In an op-ed for the Washington Post, the three Democrats urged consumers to mobilize against the proceeding when the FCC solicits public comment next month.

“It’s amazing that Trump, having promised to stand up to the powerful on behalf of ordinary Americans, now has an FCC that gives the powerful what they ask for — even if it hurts consumers,” the trio wrote.


“So with powerful forces pushing to get rid of net neutrality — Comcast, AT&T, Verizon and other multibillion-dollar companies — it’s going to take Americans speaking up to protect the Internet that we depend on. In 2014, nearly 4 million Americans contacted the FCC, with an overwhelming majority sending a very simple message: protect net neutrality.”

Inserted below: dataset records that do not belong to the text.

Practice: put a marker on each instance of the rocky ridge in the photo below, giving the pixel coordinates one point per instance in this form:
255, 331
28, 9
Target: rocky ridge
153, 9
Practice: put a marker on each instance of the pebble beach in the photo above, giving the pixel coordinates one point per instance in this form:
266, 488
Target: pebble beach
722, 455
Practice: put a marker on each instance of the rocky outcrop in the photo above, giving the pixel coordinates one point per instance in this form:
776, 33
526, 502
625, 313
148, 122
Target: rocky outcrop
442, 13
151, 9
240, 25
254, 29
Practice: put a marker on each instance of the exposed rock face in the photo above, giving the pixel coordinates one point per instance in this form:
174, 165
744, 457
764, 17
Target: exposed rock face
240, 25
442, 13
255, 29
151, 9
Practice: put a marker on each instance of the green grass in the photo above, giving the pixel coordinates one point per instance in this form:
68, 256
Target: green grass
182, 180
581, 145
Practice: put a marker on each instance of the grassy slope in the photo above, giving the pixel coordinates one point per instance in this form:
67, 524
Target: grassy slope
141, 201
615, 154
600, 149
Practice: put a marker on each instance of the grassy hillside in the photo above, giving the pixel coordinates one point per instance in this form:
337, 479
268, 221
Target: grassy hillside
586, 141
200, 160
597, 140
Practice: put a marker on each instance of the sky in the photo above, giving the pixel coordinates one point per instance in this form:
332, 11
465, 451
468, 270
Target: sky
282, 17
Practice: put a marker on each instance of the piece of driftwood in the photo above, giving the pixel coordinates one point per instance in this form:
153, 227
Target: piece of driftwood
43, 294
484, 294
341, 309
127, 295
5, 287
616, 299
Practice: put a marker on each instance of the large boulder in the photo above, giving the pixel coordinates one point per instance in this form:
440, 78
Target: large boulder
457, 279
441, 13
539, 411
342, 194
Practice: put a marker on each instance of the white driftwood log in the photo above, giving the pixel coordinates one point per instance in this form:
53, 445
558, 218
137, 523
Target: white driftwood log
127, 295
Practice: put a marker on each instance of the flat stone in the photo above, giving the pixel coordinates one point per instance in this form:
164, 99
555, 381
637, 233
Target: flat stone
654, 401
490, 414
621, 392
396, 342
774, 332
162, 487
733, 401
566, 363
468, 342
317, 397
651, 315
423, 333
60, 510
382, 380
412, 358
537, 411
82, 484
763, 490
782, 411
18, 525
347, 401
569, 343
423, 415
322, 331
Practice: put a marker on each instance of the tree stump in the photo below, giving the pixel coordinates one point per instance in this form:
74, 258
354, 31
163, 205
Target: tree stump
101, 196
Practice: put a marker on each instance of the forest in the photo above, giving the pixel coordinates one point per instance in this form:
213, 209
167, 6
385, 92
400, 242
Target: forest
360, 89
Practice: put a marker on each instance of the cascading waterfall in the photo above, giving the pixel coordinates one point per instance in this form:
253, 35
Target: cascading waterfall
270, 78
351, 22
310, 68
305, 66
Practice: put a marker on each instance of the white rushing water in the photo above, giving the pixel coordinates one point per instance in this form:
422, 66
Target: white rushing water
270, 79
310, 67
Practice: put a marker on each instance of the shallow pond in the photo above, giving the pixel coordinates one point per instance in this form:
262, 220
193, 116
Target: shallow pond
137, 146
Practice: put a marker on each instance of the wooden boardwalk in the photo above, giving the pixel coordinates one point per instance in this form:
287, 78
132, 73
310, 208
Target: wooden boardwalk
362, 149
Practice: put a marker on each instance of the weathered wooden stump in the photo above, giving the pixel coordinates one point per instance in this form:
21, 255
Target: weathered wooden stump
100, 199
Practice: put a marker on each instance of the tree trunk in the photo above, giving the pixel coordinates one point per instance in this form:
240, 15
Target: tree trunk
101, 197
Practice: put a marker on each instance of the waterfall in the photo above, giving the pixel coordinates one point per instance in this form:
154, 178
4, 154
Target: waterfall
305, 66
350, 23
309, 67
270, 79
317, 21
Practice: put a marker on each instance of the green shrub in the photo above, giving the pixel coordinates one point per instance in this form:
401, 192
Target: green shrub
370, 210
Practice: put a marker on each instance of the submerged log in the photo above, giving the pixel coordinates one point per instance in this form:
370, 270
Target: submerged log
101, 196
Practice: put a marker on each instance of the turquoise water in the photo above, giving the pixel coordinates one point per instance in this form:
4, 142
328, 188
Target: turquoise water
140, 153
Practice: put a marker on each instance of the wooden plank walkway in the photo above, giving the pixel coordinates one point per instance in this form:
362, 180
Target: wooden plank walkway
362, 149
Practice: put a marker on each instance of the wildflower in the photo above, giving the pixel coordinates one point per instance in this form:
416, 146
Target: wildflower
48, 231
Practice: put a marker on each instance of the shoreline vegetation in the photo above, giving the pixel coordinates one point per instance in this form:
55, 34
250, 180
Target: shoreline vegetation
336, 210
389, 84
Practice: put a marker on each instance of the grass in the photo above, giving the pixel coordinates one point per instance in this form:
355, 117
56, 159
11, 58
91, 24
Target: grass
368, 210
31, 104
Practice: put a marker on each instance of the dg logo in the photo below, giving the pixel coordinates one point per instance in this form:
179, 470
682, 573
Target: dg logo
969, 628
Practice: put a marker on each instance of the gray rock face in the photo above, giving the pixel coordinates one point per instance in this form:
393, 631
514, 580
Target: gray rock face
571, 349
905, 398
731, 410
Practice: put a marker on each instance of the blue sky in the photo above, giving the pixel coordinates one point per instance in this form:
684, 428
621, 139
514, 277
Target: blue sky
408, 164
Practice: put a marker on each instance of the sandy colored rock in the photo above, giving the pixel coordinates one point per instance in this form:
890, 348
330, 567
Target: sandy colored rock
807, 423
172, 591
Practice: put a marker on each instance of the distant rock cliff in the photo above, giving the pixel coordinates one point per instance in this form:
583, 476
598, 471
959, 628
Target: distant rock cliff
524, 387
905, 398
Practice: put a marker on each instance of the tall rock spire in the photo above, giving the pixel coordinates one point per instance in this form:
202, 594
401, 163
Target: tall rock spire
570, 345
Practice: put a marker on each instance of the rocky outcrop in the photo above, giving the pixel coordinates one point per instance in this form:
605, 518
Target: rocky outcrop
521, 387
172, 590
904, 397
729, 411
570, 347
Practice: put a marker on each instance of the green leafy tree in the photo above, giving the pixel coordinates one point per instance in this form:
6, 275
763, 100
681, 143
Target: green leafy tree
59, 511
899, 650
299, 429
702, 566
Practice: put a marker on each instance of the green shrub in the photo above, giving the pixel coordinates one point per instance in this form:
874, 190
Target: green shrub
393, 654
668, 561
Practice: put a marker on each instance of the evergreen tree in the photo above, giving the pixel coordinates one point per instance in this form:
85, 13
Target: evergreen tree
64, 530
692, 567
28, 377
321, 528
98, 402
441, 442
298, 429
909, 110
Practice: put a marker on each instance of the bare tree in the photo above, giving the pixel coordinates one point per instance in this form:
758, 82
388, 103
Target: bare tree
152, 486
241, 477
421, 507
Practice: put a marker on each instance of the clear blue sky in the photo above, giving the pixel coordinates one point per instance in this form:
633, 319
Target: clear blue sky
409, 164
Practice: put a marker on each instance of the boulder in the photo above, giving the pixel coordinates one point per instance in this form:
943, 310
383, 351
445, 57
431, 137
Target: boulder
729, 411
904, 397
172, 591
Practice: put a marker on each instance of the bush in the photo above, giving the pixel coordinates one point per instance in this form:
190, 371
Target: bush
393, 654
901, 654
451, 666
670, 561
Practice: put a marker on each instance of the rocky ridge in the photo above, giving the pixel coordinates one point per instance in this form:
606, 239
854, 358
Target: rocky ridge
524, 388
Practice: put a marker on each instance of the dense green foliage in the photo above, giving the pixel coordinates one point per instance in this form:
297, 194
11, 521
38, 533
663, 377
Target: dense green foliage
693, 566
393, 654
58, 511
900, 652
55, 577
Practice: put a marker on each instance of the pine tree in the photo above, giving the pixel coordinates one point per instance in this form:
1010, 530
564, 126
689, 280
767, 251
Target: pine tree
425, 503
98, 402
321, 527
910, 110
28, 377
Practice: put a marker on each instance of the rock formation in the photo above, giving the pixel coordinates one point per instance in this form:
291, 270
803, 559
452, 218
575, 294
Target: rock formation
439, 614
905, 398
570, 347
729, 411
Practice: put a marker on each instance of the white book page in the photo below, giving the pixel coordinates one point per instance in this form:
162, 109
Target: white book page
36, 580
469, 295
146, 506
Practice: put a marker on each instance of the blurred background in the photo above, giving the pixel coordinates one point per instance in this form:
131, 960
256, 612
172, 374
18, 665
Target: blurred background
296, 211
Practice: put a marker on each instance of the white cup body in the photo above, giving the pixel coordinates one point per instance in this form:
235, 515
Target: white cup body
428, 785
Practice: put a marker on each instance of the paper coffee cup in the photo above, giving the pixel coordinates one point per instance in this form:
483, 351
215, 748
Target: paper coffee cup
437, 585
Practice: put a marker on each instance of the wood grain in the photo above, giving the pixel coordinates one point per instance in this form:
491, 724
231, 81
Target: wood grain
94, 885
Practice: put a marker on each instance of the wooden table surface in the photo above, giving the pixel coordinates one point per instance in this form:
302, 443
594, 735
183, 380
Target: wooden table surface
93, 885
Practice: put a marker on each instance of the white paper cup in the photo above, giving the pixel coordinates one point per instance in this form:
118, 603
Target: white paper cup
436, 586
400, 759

Ajit Pai (R), the sitting FCC chairman, announced in a speech to conservative groups on Wednesday that the agency would start the proceedings to unravel the net neutrality rules, which prohibit internet service providers from favoring or discriminating against web traffic to certain sites.

Pai has argued that the rules are an example of regulatory overreach that stifles innovation.

On May 18, the FCC will vote on a notice of proposed rulemaking, which will allow for the public to give their input on the proposal and get the ball rolling on the repeal process.

“Net neutrality is good for consumers, small businesses and rural America. It creates jobs, especially at small businesses,” the three Democrats wrote on Wednesday. 

“The software that runs agricultural tools, the point-of-sale operating systems in our restaurants, the newest idea from a dorm room or a garage — all function in an Internet ecosystem that is equal and won’t allow Big Cable and others to prioritize one piece of Internet traffic over another.”